Who Should Pick What
Choose LaunchDarkly when:
Your organization operates in a regulated industry (finance, healthcare, government) and needs FedRAMP or HIPAA-certified tooling. Your release process involves multi-stage rollouts with automated rollback tied to production metrics. Your engineering team spans diverse technology stacks including edge runtimes, embedded systems, or uncommon languages. You have the budget for enterprise tooling and value dedicated support with aggressive SLAs.
Choose PostHog when:
You want feature flags, product analytics, A/B testing, and session replay in a single platform without stitching together multiple vendors. Your team is cost-sensitive and the free tier (1M flag requests per month, no seat fees) covers your current scale. You prefer open-source software with the option to self-host and own your data. Your experimentation needs are more sophisticated than your release orchestration needs. You run a mainstream tech stack (JavaScript, Python, Go, mobile) and do not need edge or exotic language support.

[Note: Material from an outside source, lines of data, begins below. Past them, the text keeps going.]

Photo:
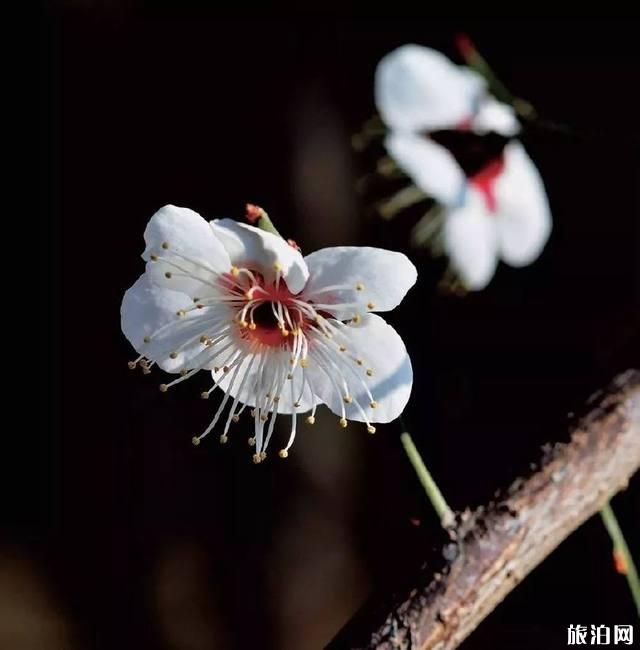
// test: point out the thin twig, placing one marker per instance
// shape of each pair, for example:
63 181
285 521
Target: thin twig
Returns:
499 545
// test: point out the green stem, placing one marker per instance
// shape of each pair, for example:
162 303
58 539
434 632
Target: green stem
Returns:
264 223
620 546
433 492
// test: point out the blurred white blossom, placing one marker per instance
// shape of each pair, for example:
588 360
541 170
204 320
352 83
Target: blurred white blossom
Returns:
498 210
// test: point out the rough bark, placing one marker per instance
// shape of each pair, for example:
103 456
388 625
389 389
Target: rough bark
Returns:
494 548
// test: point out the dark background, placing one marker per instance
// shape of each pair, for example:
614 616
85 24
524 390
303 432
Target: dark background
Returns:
141 541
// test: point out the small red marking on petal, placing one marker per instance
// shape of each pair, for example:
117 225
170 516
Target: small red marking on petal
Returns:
253 212
484 181
619 563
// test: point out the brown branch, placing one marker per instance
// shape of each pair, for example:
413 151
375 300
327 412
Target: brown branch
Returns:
494 548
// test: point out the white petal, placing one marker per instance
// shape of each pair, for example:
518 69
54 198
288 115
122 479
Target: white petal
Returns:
382 351
418 89
186 249
262 371
523 215
495 116
150 310
429 165
259 250
470 241
371 276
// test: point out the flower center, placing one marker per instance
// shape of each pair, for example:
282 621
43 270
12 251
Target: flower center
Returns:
259 340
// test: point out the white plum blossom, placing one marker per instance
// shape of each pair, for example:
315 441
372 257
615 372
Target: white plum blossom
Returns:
280 333
495 210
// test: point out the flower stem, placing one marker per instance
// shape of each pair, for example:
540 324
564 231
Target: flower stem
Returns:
265 223
433 492
621 549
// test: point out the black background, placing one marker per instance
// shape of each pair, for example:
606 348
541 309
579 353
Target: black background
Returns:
210 111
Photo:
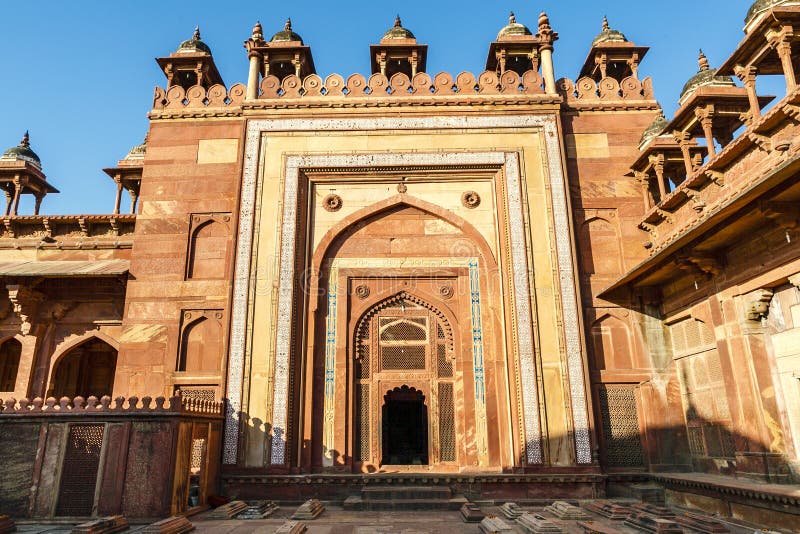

Watch out for these traps:
Choosing LaunchDarkly because “enterprise companies use it” when you are a 10-person team burning $10,000 a year on flag management makes no sense at that stage. Choosing PostHog because “it’s free” without modeling your traffic is equally risky; at millions of MAUs, usage-based billing can exceed LaunchDarkly’s flat enterprise contracts. And building a homegrown feature flag system to avoid paying for either tool almost always costs more in engineering hours and accumulated technical debt than a commercial or open-source solution.
Verdict
The feature flag market in 2026 has split into two clear lanes. LaunchDarkly owns the enterprise governance lane: strict compliance, powerful targeting rules, broad SDK coverage, and premium support. PostHog owns the product-led lane: unified analytics and experimentation, generous free tiers, open-source transparency, and rapid iteration speed.
If your primary concern is safe, auditable releases across a complex distributed system, LaunchDarkly justifies its price. If your primary concern is understanding how features affect user behavior and running experiments without managing multiple vendor contracts, PostHog is the stronger pick.
Most B2B SaaS companies with fewer than 100 engineers and no hard compliance mandates will get more value from PostHog. Once you cross into regulated industries, multi-thousand-developer organizations, or edge-heavy architectures, LaunchDarkly becomes the pragmatic choice. Both tools support OpenFeature, so migrating between them later is less painful than it used to be.